There are many challenges to be handled in this research effort., some of which are envisioned below:
- How to build and maintain a comprehensive, up-to-date knowledge representation model in miRNA area?
- How to efficiently and effectively align our OMIT ontology with existing knowledge bases, the GO for example?
- How to deal with the tradeoff between a "shallow" semantic annotation and a "deep" one?
- What will be an appropriate format to specify the mapping rules during the semantic annotation?
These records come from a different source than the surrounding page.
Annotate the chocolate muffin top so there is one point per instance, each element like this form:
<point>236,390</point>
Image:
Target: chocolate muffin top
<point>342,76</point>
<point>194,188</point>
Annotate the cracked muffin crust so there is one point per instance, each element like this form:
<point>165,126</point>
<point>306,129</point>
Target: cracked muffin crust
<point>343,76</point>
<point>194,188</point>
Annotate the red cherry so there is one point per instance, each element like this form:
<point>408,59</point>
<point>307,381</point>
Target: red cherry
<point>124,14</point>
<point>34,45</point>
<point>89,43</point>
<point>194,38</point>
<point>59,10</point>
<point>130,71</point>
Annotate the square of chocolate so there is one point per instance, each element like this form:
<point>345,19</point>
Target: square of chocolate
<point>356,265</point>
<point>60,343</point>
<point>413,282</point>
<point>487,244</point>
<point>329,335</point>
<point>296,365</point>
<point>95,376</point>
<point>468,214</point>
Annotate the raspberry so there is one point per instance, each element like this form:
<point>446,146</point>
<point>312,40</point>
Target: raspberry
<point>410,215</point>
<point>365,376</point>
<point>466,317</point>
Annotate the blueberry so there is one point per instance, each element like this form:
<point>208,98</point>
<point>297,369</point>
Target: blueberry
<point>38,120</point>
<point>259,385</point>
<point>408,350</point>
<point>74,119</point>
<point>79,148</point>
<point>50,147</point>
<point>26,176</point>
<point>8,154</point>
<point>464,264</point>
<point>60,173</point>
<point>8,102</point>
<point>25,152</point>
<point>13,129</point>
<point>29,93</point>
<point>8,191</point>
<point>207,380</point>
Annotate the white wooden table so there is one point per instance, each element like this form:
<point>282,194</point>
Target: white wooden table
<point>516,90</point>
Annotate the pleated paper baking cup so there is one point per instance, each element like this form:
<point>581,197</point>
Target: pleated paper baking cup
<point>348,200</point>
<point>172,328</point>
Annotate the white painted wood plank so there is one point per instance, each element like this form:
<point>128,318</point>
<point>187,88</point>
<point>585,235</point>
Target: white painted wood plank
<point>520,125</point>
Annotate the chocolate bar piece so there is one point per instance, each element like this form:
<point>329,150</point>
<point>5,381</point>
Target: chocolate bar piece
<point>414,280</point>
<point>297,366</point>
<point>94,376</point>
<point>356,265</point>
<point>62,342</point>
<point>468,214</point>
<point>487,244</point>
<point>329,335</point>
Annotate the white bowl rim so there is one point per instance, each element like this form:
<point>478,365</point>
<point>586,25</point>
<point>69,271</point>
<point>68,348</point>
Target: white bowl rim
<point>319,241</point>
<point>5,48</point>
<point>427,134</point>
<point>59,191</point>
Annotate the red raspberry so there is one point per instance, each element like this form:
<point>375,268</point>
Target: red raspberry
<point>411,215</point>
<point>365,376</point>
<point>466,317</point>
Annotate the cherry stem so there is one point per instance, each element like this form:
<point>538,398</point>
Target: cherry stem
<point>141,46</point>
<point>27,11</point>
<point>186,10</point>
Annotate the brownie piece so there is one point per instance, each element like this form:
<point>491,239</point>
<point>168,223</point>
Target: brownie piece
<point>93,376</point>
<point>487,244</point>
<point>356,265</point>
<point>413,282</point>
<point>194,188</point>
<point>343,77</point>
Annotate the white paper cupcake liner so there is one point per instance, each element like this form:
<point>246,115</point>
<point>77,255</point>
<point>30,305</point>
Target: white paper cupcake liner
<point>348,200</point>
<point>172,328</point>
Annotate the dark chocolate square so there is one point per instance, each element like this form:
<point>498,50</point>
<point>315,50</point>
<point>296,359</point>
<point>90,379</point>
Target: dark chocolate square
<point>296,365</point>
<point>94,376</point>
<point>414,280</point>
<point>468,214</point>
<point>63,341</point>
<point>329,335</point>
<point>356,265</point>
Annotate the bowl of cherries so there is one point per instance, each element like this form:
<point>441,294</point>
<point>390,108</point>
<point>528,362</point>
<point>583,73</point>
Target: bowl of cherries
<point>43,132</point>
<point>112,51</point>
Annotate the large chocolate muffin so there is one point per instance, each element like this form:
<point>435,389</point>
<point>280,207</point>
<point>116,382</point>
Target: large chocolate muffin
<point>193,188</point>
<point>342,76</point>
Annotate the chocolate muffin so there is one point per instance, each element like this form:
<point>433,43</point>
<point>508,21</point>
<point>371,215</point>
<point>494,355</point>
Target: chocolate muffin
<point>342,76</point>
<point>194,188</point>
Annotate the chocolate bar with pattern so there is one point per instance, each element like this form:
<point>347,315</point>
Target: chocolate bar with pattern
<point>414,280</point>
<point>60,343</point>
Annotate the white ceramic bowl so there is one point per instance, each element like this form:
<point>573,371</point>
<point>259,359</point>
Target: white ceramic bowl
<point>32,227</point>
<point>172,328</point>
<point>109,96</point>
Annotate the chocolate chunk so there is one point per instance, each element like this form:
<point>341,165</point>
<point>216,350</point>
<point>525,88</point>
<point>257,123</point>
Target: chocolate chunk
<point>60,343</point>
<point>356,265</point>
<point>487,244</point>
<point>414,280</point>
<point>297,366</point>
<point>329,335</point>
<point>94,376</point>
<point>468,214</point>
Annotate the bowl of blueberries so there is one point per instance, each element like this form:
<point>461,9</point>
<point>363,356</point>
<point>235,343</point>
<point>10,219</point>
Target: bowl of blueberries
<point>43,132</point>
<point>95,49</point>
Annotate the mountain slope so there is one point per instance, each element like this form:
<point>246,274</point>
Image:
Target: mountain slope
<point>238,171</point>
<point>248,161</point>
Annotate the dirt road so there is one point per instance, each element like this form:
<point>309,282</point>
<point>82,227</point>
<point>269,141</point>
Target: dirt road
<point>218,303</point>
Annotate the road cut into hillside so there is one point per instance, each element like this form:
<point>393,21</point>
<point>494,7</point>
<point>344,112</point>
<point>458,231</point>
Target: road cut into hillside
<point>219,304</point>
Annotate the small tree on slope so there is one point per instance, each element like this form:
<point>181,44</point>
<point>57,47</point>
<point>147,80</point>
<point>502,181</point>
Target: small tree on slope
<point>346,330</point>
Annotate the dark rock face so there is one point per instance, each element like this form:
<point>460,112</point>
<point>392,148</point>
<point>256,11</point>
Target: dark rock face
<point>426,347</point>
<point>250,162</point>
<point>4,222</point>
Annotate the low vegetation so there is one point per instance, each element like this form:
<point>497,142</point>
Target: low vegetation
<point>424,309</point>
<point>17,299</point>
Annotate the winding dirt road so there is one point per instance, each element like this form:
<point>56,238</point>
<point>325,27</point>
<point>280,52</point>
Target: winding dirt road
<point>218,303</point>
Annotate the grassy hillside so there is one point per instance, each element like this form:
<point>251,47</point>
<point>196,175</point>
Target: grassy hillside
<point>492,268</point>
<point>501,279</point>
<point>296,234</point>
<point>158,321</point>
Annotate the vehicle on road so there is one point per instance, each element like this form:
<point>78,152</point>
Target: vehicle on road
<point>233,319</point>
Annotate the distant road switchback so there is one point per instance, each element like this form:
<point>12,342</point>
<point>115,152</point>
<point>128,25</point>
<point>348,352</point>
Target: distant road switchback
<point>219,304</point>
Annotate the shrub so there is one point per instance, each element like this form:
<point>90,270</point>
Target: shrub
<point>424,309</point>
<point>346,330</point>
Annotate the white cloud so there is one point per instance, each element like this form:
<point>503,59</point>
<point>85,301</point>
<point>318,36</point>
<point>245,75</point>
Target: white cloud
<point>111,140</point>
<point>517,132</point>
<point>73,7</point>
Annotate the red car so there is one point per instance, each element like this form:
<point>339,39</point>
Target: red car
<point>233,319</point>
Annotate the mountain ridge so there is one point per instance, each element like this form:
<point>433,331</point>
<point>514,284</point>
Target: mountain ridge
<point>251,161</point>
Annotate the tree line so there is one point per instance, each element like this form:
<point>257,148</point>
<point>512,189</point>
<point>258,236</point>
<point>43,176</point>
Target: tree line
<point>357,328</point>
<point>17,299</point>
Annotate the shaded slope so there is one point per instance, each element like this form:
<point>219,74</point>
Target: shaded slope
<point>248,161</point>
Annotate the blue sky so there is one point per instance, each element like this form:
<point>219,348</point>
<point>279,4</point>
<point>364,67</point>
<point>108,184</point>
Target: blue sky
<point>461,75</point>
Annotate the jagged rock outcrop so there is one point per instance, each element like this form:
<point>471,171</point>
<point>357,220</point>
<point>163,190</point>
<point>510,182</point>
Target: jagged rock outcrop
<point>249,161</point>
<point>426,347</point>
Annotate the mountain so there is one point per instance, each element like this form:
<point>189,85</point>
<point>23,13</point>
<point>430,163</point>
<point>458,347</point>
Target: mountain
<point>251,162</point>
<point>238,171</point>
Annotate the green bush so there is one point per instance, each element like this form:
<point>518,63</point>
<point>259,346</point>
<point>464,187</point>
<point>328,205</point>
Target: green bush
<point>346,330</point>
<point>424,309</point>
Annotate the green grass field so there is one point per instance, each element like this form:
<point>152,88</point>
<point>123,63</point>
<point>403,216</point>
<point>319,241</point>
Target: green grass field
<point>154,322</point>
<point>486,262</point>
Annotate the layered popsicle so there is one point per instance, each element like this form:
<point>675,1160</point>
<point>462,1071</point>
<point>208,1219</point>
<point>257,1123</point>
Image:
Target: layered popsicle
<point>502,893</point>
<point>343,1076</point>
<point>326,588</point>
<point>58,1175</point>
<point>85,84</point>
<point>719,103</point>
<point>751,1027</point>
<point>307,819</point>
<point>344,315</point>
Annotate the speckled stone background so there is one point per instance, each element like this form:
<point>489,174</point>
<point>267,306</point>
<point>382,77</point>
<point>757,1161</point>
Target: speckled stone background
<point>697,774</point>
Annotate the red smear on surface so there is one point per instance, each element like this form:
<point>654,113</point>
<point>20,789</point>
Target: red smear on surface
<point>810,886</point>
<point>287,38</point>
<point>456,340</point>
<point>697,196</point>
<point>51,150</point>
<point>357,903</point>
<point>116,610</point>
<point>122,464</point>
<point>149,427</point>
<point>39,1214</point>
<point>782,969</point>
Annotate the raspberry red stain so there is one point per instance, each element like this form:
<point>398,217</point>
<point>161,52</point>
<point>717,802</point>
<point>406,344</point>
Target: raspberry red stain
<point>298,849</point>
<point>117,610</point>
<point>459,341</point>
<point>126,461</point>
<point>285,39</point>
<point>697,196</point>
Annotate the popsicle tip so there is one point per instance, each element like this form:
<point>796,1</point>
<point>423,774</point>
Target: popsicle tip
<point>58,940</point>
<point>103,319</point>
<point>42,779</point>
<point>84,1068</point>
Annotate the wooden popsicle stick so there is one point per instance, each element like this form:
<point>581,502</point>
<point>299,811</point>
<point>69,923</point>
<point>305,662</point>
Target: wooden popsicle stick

- Is a centralized data warehouse a good choice for annotated source databases?
- How to balance the pros and cons of GAV (Global-As-View) and LAV (Local-As-View) approaches during the data integration?
- How to achieve a unified query-answering for system users?
We are hoping that our investigation in all these challenges will result in paradigm-shifting advances in the fields of (1) medical informatics (in particular, the human cancer research), (2) ontological techniques, and (3) semantic annotation & integration.